In a previous blog (“Management by the Numbers”), an assertion was made that customer-established quality, on-time delivery and price performance targets weren’t producing optimal supplier operational effectiveness. This point represents a bit of heresy within the supply management profession since these three metrics are what can be characterized as the “Holy Trinity” of supplier performance metrics. Certainly, if such traditional metrics are going to be questioned, additional elaboration is needed. Please bear with me.
Original equipment manufacturers (OEMs) as well as many of their upper-tier suppliers have, over the last generation, transitioned away from fabrication manufacturing to almost a sole focus on assembly. As a result, the greater portion of their finished goods cost-of-goods-sold has changed from being generated internally to primarily being composed of purchased material. This implies that supplier operations are now the greater part of an OEM’s extended enterprise. In the past OEMs could concentrate on those aspects of supplier performance that impacted their own internal manufacturing lean-ness and be reasonably assured that this focus would keep them competitive.

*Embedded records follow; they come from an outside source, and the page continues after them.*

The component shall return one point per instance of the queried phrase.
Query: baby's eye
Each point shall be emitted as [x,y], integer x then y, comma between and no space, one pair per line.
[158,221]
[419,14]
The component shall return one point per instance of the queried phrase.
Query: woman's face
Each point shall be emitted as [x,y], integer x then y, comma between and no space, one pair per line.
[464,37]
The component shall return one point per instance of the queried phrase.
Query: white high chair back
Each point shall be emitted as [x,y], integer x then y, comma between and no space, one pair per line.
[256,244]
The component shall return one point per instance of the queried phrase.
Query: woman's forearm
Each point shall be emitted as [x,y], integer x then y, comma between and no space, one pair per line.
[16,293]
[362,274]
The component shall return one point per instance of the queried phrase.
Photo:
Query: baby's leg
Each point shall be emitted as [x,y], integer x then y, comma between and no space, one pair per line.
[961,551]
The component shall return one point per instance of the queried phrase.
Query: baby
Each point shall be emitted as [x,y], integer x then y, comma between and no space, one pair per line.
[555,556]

With the greater impact of purchased material on their cost, OEMs now need to exert that same concentration on the supplier lean-ness if they want to maintain competitiveness.
The following question gets to the nub of the issue:
“Have the traditional quality, on-time delivery and price supplier performance metrics produced lean supply chains?”
The obvious answer is “no.” It was stated in my previous blog that suppliers can “game the system” such that they are able to hit their given quality, on-time delivery and price performance targets through wasteful means yet still be viewed as “top performers” by their customer. How is this so? Here are a few examples:
- Intensive sorting can ensure that (most) parts delivered to their customers do not have defects. Yet, the resulting high quality performance is no indication that a supplier has robust manufacturing.
- Large built-ahead stocks of inventory can ensure that delivery of customer orders are on-time. In this case high on-time delivery results do not assure that a supplier has high order fulfillment agility.
- Cutting or eliminating margins can help maintain price competitiveness, at least for a while. Suppliers that defer necessary investment tend to require customer crisis intervention (fire-fighting) over the long run.
Suppliers are able to “look good” in the eyes of their customers because these three performance bogeys are set in “secondary” metrics. Secondary metrics measure results but do not answer how results are obtained. OEM focus on secondary supplier performance measures may have worked when the greater influence on cost was their own internal operations and the key factor to competitiveness was keeping internal manufacturing operating efficiently. The increased impact of purchased parts on overall cost means that supplier operational efficiency needs increased focus.
Quality, on-time delivery and price are not directly related to supplier operational efficiency and so come up short in managing suppliers. Why? Because they don’t tell how suppliers achieve their performance. Again, they allow “gaming the system” to come into play.
What is needed is a “primary” metric that relates supplier performance to supplier operations. Most OEMs today do not apply such a primary performance metric and so are in effect “operating in the dark” relative to supply chain performance and improvement.
How should this metric gap be addressed? Are the traditional metrics to be discarded? Of course not. Supplier impact on OEM internal operations remains important. In next-generation supply management, however, quality, on-time delivery and price are considered “necessary but not sufficient” pieces of supplier data. What is also needed is knowledge of whether supplier performance is the result of lean or through waste.
Luckily, over the last two decades such a primary metric has been developed in academia and proven out through use by a handful of forward-thinking OEMs. I will share and explain what that metric is and how it can be applied in conjunction with the “Holy Trinity” in upcoming blogs. Rather than leaving you completely in suspense, however, I’ll give you a hint on the essence of this new metric by ending with quotes from two Toyota executives:
Taichi Ohno, considered the father of the Toyota Production System: “All we are doing is looking at the timeline from the moment the customer gives us an order to the point when we collect the cash. And we are reducing that time by removing the non-value-added wastes.”
Simon Nagota, vice president, supply management (retired): “Time is the shadow of waste.”